Alignment Statistics
Overall, 59% of the C. briggsae sequence is homologous toC. elegans. The alignment algorithm developed here has at its core a pair–hidden Markov model (HMM) (Durbin et al. 1998) that, along with the alignment itself, classifies regions into weakly conserved regions, strongly conserved regions, and conserved coding regions (see Methods). Within weakly conserved regions, an average of 49% of nucleotides are an identical match. Within strongly conserved regions, 89% of nucleotides match. In the first two nucleotide positions inside codons in conserved coding regions, 92% of nucleotides match. In the third, wobble, position 53% of the nucleotides match. Because, as discussed below, the discrimination between coding and highly conserved regions is not robust, for purposes of further analysis we lump the coding regions in with the highly conserved regions. Of the 8,074,467 bases of C. briggsae sequence, 30.5% are in strongly conserved regions, 28.5% are in weakly conserved regions, and 41.0% are in nonaligning regions. Fifty-five percent of the highly conserved regions are coding, 20% are in introns, and 25% are in intergenic regions according to the gene predictions of the C. elegansSequencing Consortium (1998). It is likely that many of the conserved non-coding regions are regulatory in nature.
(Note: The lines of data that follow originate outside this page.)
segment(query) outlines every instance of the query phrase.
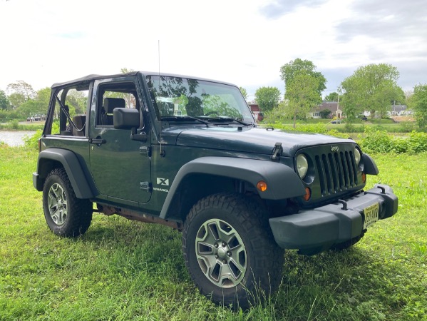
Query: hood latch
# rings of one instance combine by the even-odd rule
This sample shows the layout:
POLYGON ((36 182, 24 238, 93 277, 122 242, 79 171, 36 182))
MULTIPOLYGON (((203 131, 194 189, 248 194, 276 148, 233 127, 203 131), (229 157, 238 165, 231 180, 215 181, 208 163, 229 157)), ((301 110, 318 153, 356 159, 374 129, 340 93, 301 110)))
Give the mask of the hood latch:
POLYGON ((272 155, 272 160, 279 160, 280 156, 283 153, 283 148, 282 148, 282 143, 276 143, 274 148, 273 148, 273 155, 272 155))

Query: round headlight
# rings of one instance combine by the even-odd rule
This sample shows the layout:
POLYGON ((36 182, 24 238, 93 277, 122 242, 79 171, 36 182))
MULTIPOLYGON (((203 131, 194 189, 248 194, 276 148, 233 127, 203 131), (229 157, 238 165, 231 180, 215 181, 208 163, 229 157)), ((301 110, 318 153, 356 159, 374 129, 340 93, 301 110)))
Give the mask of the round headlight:
POLYGON ((299 154, 297 157, 297 170, 298 170, 298 175, 302 179, 304 179, 309 170, 309 162, 304 154, 299 154))
POLYGON ((360 151, 357 148, 354 148, 354 159, 356 160, 356 165, 359 166, 359 163, 360 163, 360 151))

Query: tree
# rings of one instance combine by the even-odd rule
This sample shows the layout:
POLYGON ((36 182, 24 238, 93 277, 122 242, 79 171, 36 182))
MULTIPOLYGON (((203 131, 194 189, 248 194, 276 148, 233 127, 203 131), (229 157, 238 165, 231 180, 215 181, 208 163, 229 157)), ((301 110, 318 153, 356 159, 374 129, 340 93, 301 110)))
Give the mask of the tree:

Compared with mammalian genomes in which ∼50% of the bases are part of repeating elements (Smit 1999), there are relatively few repeating elements in C. elegans and C. briggsae.Nineteen percent of the strongly conserved regions and 8% of the weakly conserved C. briggsae regions align to more than one place in the C. elegans genome. Table 4presents a breakdown of the highly conserved multiply aligning regions. The highly conserved intergenic and intronic sequences are less likely to align to multiple places than the coding bases, indicating that the repeating regions are dominated by duplicated genes. The region that aligned in the most places, 32 in all, was a coding region of the major sperm protein. The transposable element Tc1 aligned in 25 places. The majority of repeating regions, however, only align to two or three places.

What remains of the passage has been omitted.